Unternehmen: Pin-Töchter müssen in die Insolvenz

Weitere 19 Tochterfirmen der Pin Group melden noch diese Woche Insolvenz an - gleichzeitig bestätigt der Postzusteller die Umstellung auf Mindestlohn.

Der angeschlagene Briefzusteller Pin Group wird seinen 9000 Beschäftigten ab sofort den gesetzlichen Mindestlohn zwischen acht und 9,80 Euro pro Stunde zahlen. Damit bestätigte das Unternehmen Informationen des Tagesspiegels. Die Zahlung des Mindestlohns sei schon deshalb notwendig, um öffentliche Auftraggeber wie etwa Ministerien nicht als Kunden zu verlieren, begründete Pin-Chef Horst Piepenburg am Mittwoch den Schritt. Auch in Berlin, wo zum Beispiel die Senatsverwaltung zu den Pin-Kunden gehört, werde der Lohn rückwirkend zum 1. Januar 2008 gezahlt.

Der Fortbestand des Unternehmens, das mehrheitlich dem Medienkonzern Axel Springer gehört, ist allerdings weiterhin nicht gesichert. Springer hatte Pin vor Weihnachten den Geldhahn zugedreht. Noch in dieser Woche wird Piepenburg für 19 weitere Tochterfirmen Insolvenz wegen Zahlungsunfähigkeit anmelden. Damit sind inzwischen 37 der insgesamt 91 operativen Gesellschaften und mit rund 7000 zwei Drittel aller Mitarbeiter von der Insolvenz betroffen. Damit sei das Ende der Fahnenstange vorerst erreicht, sagte er. Alle anderen Töchter seien zunächst nicht bedroht, langfristig könnten durch die höheren Löhne aber auch bei ihnen Probleme entstehen. Der Berliner Standort mit rund 1200 Mitarbeitern sei nach wie vor profitabel, sagte Alexander Seyferth, Mitglied der Geschäftsleitung der Berliner Pin Mail AG, dieser Zeitung auf Anfrage. Man habe in den vergangenen Wochen sogar weitere Kunden hinzugewinnen können.

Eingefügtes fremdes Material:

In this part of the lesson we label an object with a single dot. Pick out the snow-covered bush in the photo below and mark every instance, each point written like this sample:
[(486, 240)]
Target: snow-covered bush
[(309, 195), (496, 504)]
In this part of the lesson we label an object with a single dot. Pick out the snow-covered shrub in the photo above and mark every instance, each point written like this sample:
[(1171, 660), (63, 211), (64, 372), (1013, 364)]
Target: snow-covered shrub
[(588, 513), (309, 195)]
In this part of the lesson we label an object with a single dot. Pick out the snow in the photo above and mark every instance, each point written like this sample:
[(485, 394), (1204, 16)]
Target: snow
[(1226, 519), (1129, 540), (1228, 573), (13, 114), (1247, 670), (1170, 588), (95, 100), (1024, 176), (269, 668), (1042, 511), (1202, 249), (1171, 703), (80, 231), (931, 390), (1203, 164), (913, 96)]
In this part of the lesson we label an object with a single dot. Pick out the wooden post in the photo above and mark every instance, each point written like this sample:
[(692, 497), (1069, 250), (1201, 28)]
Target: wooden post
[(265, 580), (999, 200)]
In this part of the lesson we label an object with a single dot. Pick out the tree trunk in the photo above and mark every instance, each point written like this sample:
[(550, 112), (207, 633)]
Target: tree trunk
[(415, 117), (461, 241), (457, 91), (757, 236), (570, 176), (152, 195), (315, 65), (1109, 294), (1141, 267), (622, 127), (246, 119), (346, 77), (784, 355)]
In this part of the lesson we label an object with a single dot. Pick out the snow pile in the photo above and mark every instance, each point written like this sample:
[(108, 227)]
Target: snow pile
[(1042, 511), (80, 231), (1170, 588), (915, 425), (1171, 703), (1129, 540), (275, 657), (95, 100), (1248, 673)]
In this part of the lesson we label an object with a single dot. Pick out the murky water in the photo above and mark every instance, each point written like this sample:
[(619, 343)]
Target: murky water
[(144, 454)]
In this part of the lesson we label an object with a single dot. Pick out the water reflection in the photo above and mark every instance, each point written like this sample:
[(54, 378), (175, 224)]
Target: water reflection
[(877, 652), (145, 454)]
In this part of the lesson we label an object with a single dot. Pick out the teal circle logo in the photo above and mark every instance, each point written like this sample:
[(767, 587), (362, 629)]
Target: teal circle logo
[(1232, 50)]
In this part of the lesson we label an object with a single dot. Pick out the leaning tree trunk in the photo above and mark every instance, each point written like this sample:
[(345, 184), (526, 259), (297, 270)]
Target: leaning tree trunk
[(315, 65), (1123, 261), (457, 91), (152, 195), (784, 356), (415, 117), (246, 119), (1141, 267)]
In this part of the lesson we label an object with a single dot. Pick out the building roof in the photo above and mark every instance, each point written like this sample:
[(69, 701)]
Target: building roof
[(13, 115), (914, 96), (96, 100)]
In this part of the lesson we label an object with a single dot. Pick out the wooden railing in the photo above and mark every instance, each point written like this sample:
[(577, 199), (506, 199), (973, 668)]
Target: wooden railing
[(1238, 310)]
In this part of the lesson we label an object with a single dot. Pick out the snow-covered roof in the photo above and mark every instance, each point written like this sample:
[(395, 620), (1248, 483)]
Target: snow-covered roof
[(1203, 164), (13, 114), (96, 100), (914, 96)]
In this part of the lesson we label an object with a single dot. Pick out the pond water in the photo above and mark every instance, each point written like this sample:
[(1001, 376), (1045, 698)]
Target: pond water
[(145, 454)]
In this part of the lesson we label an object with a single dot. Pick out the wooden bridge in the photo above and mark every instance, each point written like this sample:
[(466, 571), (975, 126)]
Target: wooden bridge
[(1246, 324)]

Die Mehrbelastung durch den Mindestlohn war während der politischen Diskussion um die Einführung auf 30 bis 45 Millionen Euro beziffert worden. Piepenburg wollte diese Zahl am Mittwoch nicht bestätigen, erklärte aber, dass das Insolvenzgeld einen erheblichen Teil der Mehrbelastung auffange. Alexander Seyferth von der Berliner Pin Mail AG sagte, man befürchte Mehrkosten von rund 20 Prozent des hiesigen Umsatzes. Eine genaue Zahl nannte er aber nicht. Springer hatte die Zahlungen an Pin eingestellt, nachdem der Bundestag den Post-Mindestlohn beschlossen hatte. Laut Springer lassen die Zusatzkosten durch den Mindestlohn Pin keine Chance, dem Branchenprimus Deutsche Post auf Dauer Konkurrenz zu machen. Ein Minderheitseigner der Pin Group ist auch der Holtzbrinck-Verlag, in dem der Tagesspiegel erscheint.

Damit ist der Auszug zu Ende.